The most common cause of cardioembolic stroke is non-valvular atrial fibrillation. Other causes include cardiomyopathy, which occasionally produces mural thrombosis. Cardiac involvement of amyloidosis is not uncommon in systemic amyloidosis associated with multiple myeloma, and is one of the causes of infiltrative cardiomyopathy in adults.1 However, cerebral embolism in relation to cardiac amyloidosis has rarely been reported in the neurology literature. We report two patients who had embolic infarcts associated with cardiac amyloidosis. The diagnosis was based on the biopsy of myocardium (Patient 1) and the kidney biopsy and echocardiographic results (Patient 2).
A 29-year-old woman with known cardiac amyloidosis suddenly developed three episodes of transient left hemiparesis. The patient had first been seen at our hospital three months earlier because of dyspnea on exertion (NYHA class III). Electrocardiogram (ECG) revealed sinus rhythm with low voltage QRS and Q waves in leads V2-3. Radiographs of the chest showed cardiomegaly with bilateral pleural effusion. Transthoracic echocardiography (TTE) showed thickened left ventricular (LV) wall with high left ventricular end-diastolic pressure (LVEDP) and inferior vena cava (IVC) plethora that reflected the high pressure of right atrium (ejection fraction=40%). Both atria were enlarged and transmitral doppler flow revealed typical restrictive pattern. These findings were consistent with restrictive cardiomyopathy. Microscopical examination of a specimen from endomyocardial biopsy, stained with Congo red, showed amyloid deposition (Fig. 1). Serum and urine protein electrophoresis showed no abnormal zone of restriction with monoclonal antibodies. Bone marrow, rectum and abdominal fat aspiration biopsies showed no abnormality. Nerve conduction studies revealed no evidence of neuropathy. Based on these findings, a diagnosis of cardiac amyloidosis was made. There was no evidence of systemic involvement nor family history of amyloidosis. Torasemide, amiloride and spironolactone were prescribed and heart transplantation was under consideration.

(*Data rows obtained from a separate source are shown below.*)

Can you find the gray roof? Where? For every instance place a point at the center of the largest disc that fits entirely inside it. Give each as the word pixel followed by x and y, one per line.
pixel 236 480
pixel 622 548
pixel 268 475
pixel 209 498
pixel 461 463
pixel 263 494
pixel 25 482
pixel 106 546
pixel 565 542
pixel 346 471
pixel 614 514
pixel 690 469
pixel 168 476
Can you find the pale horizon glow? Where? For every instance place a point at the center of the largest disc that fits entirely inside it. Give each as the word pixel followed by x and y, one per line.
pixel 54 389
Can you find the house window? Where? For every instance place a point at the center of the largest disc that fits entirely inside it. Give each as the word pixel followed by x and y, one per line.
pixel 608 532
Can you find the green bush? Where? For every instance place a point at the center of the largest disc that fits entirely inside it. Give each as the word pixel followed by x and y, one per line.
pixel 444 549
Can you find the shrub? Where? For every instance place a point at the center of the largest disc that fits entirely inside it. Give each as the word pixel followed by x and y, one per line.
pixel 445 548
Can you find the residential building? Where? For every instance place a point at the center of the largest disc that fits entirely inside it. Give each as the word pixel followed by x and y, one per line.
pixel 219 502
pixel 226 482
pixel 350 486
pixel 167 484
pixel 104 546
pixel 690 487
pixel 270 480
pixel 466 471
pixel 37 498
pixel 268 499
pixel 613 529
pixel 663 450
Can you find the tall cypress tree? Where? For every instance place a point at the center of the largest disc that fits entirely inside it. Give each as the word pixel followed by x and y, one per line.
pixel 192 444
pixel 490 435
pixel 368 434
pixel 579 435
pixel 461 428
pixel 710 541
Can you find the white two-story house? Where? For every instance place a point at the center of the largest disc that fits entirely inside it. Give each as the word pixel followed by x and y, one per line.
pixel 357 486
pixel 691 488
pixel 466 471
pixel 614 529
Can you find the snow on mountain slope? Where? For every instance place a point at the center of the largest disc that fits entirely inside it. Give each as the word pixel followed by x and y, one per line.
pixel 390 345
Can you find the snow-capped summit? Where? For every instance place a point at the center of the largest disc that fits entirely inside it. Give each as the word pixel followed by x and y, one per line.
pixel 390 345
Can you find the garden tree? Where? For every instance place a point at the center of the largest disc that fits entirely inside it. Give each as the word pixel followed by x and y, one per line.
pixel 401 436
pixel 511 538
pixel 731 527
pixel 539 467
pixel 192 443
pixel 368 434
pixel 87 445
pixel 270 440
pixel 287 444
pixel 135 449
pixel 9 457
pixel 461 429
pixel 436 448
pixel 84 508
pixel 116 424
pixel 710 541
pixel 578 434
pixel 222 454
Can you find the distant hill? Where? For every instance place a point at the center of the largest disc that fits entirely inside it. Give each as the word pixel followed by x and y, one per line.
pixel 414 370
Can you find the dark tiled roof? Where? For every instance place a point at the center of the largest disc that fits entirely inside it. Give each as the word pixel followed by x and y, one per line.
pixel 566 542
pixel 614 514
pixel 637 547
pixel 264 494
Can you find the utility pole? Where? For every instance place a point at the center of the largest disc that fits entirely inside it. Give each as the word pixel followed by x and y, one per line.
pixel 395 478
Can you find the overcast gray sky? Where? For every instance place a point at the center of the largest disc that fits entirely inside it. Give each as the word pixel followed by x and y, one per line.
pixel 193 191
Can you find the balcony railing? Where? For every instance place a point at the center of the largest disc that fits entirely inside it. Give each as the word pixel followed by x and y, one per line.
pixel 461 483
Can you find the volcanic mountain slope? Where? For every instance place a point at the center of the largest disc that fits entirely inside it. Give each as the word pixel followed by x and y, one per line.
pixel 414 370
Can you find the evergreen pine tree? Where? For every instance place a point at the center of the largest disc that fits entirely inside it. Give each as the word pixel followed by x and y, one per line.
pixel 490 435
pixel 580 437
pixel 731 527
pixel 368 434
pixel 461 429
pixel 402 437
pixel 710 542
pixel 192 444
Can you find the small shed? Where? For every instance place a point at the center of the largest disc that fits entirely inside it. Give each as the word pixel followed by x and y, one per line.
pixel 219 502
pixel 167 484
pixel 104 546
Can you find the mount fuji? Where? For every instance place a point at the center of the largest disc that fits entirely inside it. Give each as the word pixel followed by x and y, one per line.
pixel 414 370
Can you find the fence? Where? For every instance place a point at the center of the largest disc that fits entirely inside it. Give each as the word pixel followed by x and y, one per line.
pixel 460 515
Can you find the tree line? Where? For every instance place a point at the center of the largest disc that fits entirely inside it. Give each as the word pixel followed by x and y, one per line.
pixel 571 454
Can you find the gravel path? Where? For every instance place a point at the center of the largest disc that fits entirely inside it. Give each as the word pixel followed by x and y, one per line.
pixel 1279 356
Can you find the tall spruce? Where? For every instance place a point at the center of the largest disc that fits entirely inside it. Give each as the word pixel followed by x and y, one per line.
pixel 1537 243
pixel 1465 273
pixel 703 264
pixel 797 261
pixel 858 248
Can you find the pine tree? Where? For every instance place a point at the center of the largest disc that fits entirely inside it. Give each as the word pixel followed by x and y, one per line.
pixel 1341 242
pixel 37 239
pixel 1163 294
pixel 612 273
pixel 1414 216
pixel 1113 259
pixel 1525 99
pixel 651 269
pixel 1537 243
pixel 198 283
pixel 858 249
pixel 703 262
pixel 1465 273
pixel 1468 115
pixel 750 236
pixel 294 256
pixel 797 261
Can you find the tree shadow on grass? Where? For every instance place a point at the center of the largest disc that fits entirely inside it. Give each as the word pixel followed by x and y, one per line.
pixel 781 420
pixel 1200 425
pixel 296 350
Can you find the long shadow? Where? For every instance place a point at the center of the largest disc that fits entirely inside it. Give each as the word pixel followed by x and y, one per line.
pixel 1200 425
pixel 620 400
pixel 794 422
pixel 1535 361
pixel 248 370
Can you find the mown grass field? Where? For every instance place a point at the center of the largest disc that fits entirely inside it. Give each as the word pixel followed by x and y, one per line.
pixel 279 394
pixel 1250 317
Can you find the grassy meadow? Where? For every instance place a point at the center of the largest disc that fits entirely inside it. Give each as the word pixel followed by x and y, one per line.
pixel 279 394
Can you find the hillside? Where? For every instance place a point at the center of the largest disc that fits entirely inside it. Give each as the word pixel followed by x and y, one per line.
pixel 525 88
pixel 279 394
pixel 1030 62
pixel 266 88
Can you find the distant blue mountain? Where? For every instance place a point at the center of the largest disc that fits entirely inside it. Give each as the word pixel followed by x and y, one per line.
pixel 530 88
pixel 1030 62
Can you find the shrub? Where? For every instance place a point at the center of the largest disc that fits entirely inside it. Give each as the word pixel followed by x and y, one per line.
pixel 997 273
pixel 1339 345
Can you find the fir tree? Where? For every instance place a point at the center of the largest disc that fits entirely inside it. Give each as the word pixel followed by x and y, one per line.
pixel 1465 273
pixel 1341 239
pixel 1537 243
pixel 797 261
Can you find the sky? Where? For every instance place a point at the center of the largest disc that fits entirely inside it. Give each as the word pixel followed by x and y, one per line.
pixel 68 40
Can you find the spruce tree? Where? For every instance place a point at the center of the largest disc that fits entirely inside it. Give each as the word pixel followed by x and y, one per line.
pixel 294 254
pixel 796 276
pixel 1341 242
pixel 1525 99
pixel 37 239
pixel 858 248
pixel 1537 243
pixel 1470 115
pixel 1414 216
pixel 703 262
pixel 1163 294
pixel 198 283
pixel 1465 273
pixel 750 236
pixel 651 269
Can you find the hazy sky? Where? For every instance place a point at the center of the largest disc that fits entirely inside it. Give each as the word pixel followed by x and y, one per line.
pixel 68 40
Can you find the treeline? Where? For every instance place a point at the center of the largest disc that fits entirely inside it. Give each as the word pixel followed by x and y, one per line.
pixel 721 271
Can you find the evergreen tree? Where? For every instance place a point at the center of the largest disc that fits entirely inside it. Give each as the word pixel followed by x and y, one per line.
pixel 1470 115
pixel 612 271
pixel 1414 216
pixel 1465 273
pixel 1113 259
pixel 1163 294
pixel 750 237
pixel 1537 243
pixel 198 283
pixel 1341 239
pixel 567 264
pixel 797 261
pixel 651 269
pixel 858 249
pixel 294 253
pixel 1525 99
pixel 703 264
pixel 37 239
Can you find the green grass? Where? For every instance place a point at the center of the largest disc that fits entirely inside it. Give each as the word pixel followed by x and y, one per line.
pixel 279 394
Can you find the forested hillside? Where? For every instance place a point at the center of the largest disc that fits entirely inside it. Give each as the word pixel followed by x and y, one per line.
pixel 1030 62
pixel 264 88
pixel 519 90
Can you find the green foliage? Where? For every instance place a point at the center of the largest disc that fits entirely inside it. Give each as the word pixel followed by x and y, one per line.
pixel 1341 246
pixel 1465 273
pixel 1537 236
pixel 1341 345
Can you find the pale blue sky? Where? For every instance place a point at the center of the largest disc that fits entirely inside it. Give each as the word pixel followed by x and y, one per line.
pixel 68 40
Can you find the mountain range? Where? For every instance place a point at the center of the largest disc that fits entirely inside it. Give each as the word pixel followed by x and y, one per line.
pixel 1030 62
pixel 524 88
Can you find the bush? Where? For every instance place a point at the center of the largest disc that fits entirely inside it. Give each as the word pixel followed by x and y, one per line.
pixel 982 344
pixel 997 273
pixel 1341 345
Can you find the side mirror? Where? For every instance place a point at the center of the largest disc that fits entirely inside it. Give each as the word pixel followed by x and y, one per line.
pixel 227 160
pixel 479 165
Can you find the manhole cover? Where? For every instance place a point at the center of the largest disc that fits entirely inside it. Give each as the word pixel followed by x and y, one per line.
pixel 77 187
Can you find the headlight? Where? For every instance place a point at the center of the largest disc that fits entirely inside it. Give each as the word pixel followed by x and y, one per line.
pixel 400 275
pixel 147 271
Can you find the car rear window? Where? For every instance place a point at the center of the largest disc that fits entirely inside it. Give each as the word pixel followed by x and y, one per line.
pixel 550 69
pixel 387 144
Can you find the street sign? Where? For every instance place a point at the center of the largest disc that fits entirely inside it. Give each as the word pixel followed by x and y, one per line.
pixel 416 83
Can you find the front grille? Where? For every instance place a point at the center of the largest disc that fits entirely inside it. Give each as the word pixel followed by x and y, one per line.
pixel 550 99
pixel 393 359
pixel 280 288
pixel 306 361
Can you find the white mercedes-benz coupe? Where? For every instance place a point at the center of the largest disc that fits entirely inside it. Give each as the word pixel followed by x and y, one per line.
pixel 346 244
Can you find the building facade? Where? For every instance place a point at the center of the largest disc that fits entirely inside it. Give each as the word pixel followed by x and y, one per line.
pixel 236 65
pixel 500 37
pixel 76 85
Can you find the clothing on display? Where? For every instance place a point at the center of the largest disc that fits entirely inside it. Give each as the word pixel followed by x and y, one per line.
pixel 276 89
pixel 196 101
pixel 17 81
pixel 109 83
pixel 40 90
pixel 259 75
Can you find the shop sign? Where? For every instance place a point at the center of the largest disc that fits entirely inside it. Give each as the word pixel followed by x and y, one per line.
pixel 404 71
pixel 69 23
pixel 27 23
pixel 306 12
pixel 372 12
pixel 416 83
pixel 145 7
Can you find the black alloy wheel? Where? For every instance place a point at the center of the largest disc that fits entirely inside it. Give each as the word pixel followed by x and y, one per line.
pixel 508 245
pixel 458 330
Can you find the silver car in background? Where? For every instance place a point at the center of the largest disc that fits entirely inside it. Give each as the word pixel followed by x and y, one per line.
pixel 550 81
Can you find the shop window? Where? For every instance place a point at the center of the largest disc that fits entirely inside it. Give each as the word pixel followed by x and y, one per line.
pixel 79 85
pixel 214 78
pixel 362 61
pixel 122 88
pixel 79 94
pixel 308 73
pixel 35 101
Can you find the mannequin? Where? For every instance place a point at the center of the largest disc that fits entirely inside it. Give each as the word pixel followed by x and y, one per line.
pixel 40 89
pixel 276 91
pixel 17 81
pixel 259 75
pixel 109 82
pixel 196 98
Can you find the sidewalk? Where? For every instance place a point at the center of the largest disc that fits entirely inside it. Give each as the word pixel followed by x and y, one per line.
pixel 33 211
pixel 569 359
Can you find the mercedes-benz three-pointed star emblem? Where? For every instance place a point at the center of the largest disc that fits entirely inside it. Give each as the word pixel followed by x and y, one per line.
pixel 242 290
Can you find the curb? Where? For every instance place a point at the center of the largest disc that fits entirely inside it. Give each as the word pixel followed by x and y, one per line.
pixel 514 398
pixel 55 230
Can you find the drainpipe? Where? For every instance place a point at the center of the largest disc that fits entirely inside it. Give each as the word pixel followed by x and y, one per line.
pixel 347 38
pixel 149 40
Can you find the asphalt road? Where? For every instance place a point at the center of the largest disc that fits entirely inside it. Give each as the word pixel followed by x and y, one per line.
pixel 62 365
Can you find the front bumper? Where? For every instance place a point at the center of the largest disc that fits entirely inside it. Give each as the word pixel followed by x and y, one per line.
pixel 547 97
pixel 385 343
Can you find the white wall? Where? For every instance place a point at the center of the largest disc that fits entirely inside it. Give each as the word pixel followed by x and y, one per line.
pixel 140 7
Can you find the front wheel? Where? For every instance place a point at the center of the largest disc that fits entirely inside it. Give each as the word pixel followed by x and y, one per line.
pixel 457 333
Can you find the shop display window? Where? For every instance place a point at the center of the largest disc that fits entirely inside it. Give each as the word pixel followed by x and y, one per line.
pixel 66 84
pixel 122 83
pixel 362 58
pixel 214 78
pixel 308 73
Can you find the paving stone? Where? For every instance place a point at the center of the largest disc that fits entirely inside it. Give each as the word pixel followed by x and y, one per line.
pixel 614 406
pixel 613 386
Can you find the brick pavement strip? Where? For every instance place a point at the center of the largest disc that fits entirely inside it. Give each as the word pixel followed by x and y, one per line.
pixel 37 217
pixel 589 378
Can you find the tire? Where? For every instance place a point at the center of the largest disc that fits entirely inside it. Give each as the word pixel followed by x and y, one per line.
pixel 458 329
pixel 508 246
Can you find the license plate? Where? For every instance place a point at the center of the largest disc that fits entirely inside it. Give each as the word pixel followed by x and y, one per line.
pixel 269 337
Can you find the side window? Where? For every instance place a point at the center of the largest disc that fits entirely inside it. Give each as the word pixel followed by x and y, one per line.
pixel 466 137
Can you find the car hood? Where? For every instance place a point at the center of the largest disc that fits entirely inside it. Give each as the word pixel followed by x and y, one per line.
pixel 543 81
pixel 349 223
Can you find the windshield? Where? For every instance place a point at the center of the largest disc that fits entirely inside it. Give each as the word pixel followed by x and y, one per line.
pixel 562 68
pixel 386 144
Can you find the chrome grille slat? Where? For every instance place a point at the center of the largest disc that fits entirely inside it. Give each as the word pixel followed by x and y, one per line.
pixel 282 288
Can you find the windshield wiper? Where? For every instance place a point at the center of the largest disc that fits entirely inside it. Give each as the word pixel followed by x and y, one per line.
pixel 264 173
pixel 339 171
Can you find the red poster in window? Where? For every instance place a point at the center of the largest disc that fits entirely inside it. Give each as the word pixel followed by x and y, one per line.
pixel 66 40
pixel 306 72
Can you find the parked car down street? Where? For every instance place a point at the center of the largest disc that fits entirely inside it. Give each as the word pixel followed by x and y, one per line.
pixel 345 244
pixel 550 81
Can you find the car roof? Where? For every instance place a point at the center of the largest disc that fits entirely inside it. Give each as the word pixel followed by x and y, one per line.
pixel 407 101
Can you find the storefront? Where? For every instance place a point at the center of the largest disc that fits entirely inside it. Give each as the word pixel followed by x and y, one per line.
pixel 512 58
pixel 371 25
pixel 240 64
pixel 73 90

She had no history of hypertension and diabetes. She had never smoked and did not drink alcohol. On examination, cardiac murmur and cervical bruit were not heard. ECG showed sinus rhythm with occasional premature ventricular complexes, low voltage QRS and Q waves in leads V2-3. Neurologic examinations revealed no abnormality. Diffusion-weighted magnetic resonance imaging (MRI) 6 hours after the onset showed a high signal lesion in the right basal ganglia and corona radiata. MR angiography (MRA) showed near total occlusion (or severe stenosis) of the distal M1 and proximal M2 portion of the right middle cerebral artery (MCA) (Fig. 2). On the sixth hospital day, follow-up MRI and MRA revealed no interval changes. TTE showed thickened LV wall with granular sparkling and both atrial filling pressure (ejection fraction=28%). These findings were compatible with cardiac amyloidosis and aggravated LV dysfunction compared to previous study three months before. There was mild spontaneous echo contrast (SEC) without thrombi on transesophageal echocardiography (TEE). The patient was treated with heparin and later with warfarin. She remained asymptomatic.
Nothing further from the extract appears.